I used to walk through Wan Chai every day about 10 years ago and in those days it seemed every other shop was a printing shop and that calendars were their main product out-producting all else. I would nip over on Wednesday and see what they had now.
But being semi-modern I of course went online first. And companies are indeed printing calendars for a modest fee but the starting month for build-your-own calendar was June 2015. I was looking for January 2016, but no such thing.
OK, Wan Chai it is! I then thought. I’ll go and have a look at the calendar patterns they have there and pick out a beautiful one and have them print one copy of that with a promise of more at Christmas. But Wan Chai now consist only of tiny organic quinoa gluten free lentil-restaurants with just enough space for six anorexics if they leave their bags outside.
The one printing shop still surviving could indeed make me a calendar – if I had 3,999 more made at the same time.

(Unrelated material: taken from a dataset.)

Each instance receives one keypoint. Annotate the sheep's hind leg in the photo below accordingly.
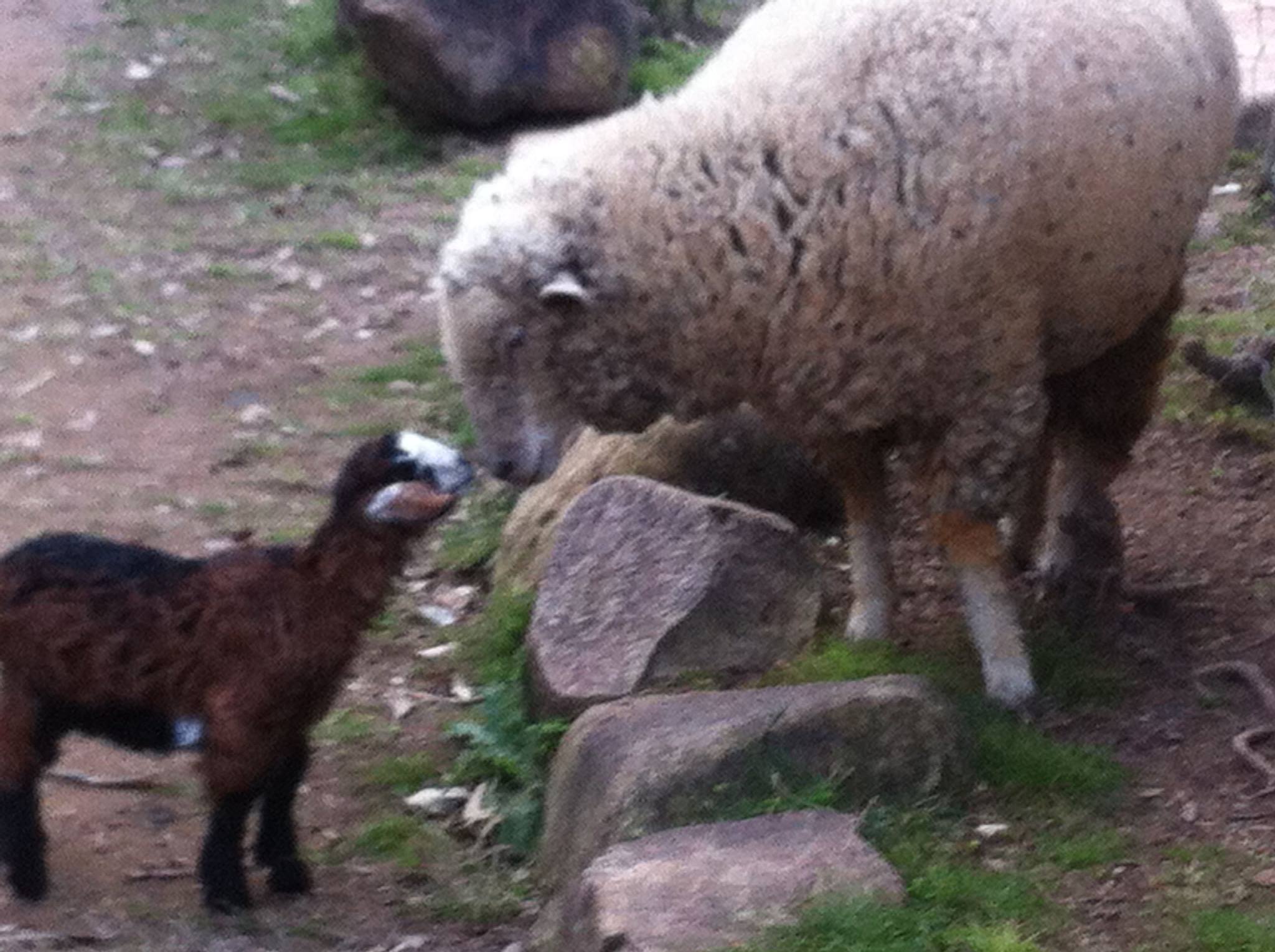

Then I went to Admiralty, for I had seen a famous Number One In Printing Experience Extravaganza For You online who would do it. The receptionist didn’t know that they did printing but after a few phone calls she established that they did indeed do calendars, if I would only come back in November.
Then I was directed to Photo Max who could make me a calendar – at the end of this month.
I can’t be sure but I can’t help thinking all this would have been much easier ten years ago? Before we started relying only on computers? Or maybe it would have been worse. At least I got a long walk out of it.